This post has been updated.
HAMDEN, Conn. — Just a week after storming into Boston and knocking off third-seeded Northeastern in overtime, Cornell women’s hockey could not repeat its New England playoff magic, falling to the No. 2 seed Minnesota, 2-0.
“I’m really proud of our group,” said head coach Doug Derraugh ’91. “I thought we played a real strong team game today. And I’m proud of what we accomplished all year long … These last couple of months, this is a team that’s really come together and played real hard as a team.”
After a scoreless opening frame in which both teams appeared evenly matched, the Golden Gophers opened the scoring on a well-executed power play in the second before icing the game with an empty-netter in the third.
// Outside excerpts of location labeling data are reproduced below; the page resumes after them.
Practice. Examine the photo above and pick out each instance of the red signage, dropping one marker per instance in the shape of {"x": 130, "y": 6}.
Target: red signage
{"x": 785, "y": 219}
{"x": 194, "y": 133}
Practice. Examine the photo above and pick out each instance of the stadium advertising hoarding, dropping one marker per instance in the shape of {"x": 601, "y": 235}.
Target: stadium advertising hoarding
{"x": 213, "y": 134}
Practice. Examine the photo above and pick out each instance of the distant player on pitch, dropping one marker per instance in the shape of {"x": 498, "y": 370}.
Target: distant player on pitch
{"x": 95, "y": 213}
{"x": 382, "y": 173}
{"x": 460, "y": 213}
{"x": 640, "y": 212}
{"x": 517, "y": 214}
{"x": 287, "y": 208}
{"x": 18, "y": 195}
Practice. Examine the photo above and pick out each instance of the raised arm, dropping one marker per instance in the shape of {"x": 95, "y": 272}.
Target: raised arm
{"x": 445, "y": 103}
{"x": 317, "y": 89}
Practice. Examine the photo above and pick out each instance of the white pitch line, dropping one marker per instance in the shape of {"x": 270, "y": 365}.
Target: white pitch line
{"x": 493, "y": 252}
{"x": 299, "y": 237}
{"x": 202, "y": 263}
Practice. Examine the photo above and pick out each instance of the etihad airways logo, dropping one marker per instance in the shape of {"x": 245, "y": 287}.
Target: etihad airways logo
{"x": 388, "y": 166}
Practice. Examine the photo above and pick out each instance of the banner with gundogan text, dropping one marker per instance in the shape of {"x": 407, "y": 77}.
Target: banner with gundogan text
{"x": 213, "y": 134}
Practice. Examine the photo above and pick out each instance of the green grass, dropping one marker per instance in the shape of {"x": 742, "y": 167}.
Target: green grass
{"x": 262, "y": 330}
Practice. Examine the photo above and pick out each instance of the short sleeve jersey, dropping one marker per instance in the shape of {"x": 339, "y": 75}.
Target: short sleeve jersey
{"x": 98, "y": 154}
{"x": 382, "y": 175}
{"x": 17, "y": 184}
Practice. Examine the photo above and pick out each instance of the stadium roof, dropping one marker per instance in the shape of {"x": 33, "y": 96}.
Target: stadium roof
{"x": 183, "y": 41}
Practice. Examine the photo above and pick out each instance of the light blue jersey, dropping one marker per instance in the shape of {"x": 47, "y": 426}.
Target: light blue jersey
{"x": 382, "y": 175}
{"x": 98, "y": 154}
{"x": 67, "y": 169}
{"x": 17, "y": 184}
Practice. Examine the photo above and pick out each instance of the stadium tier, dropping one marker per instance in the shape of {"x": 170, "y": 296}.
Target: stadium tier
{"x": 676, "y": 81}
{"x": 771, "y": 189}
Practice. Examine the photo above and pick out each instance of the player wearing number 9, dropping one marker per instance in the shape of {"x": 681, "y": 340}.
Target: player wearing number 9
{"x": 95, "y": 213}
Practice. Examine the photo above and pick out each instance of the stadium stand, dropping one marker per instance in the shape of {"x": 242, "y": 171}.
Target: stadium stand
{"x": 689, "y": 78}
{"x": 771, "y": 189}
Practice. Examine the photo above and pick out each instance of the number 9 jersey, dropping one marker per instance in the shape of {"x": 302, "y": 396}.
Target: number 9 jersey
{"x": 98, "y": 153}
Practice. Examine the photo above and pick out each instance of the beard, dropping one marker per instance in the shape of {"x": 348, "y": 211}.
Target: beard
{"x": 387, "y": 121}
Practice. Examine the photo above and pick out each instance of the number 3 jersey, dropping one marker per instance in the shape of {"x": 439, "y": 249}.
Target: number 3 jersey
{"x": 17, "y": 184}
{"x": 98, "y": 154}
Minnesota will advance to play either Clarkson or Wisconsin in the NCAA championship game on Sunday.
“In the first period we had a lot of odd-man opportunities and didn’t really take advantage of them,” Derraugh said. “It’s always a fine line … getting pucks in deep and sometimes we don’t recognize when we have a chance to make a strong offensive play.”
Cornell (24-6-6, 17-3-2 ECAC) kept up with Minnesota (32-5-1, 19-4-1 Big Ten) throughout most of the contest, but the Gophers’ defensive strategy was overpowering, and the Red was never able to find the right opportunity to bury the puck. Cornell mustered just 15 shots on goal in the process of being shutout — its fourth such defeat this season.
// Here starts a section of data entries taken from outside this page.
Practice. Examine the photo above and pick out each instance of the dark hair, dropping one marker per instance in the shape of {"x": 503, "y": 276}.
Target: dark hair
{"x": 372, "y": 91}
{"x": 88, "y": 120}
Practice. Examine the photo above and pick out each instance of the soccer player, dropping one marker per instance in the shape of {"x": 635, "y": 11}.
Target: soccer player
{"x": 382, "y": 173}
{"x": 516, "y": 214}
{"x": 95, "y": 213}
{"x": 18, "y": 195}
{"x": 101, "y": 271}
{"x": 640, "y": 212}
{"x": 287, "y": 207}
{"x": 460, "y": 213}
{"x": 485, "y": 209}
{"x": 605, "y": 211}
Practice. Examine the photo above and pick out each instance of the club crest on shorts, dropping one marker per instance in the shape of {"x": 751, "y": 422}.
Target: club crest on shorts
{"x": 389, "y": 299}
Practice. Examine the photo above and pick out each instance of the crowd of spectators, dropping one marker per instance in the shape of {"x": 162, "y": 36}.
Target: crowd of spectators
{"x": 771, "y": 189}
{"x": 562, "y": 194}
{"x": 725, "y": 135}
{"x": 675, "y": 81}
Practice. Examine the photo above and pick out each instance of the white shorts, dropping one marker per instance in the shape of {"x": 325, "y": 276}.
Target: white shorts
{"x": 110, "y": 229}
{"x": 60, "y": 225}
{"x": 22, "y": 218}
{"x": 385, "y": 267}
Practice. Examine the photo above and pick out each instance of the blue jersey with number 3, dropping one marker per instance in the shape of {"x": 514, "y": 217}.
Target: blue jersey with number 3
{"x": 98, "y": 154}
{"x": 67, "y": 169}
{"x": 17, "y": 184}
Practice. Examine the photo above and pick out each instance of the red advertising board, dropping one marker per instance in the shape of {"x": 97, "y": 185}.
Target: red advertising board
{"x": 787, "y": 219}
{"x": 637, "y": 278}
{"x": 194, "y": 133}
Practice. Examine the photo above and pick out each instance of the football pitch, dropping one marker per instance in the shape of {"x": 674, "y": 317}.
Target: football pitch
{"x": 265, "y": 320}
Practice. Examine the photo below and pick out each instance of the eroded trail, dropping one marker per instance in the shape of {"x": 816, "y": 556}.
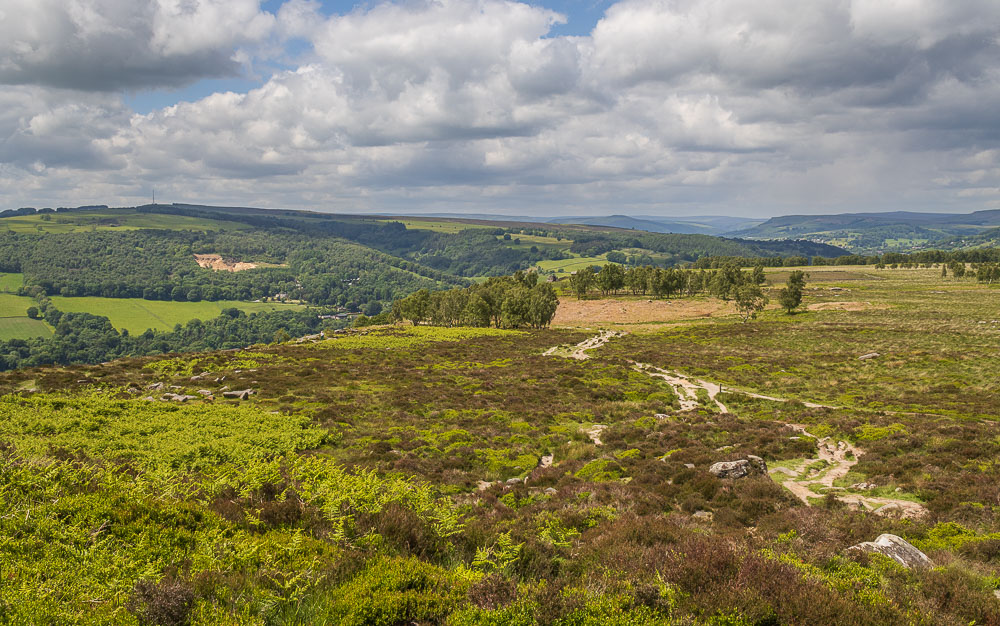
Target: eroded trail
{"x": 685, "y": 388}
{"x": 810, "y": 479}
{"x": 833, "y": 462}
{"x": 579, "y": 351}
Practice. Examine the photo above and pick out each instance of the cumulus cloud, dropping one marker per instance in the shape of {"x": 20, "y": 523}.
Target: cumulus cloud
{"x": 107, "y": 45}
{"x": 725, "y": 106}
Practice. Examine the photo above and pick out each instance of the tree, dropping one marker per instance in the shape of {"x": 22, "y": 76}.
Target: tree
{"x": 582, "y": 281}
{"x": 791, "y": 296}
{"x": 542, "y": 305}
{"x": 750, "y": 300}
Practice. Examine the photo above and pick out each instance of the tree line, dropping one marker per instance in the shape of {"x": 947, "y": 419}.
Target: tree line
{"x": 86, "y": 338}
{"x": 502, "y": 302}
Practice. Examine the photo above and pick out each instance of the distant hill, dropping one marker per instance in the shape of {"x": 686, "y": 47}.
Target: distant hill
{"x": 709, "y": 225}
{"x": 898, "y": 231}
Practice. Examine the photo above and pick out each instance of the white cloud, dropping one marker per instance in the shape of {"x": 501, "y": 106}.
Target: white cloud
{"x": 726, "y": 106}
{"x": 108, "y": 45}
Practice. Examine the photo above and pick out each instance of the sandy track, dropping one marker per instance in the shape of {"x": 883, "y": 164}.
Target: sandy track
{"x": 579, "y": 351}
{"x": 841, "y": 457}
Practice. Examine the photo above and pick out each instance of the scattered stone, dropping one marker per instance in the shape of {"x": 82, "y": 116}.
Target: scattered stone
{"x": 890, "y": 510}
{"x": 897, "y": 549}
{"x": 740, "y": 468}
{"x": 175, "y": 397}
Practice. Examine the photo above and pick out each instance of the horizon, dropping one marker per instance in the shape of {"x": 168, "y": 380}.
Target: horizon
{"x": 550, "y": 107}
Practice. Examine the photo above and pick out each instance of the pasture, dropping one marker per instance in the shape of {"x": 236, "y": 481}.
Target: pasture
{"x": 136, "y": 315}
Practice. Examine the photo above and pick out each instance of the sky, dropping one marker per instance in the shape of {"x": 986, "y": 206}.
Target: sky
{"x": 548, "y": 107}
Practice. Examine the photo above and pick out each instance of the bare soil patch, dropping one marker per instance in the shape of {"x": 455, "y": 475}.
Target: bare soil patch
{"x": 217, "y": 263}
{"x": 844, "y": 306}
{"x": 572, "y": 312}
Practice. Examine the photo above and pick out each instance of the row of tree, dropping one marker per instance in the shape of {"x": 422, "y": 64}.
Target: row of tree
{"x": 663, "y": 283}
{"x": 86, "y": 338}
{"x": 502, "y": 302}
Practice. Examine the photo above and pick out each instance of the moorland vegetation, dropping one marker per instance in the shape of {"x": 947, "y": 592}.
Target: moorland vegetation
{"x": 413, "y": 473}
“Minnesota’s a great hockey team and they’re strong defensively, and we knew that,” said junior defender Micah Zandee-Hart. “So we knew goals weren’t going to come easy, but I think we had our fair share of opportunities, and we just couldn’t put one in the back of the net.”
Despite the loss, Cornell’s defense did an excellent job of slowing down Minnesota’s best-in-the-nation scoring offense, which normally averages over four goals per game.
“We played the way we played all year long, which is in aggressive defense,” Derraugh said. “I thought we did a pretty good job overall as a team today.”
Senior goaltender Marlène Boissonnault made 25 saves, while Minnesota netminder Alex Gulstene needed only 15 to earn the shutout.
“We analyzed their plays and whatnot,” Boissonnault said. “We gave our hearts out, that’s how we played the whole game. And it ended up shutting doors [for the Minnesota offense].”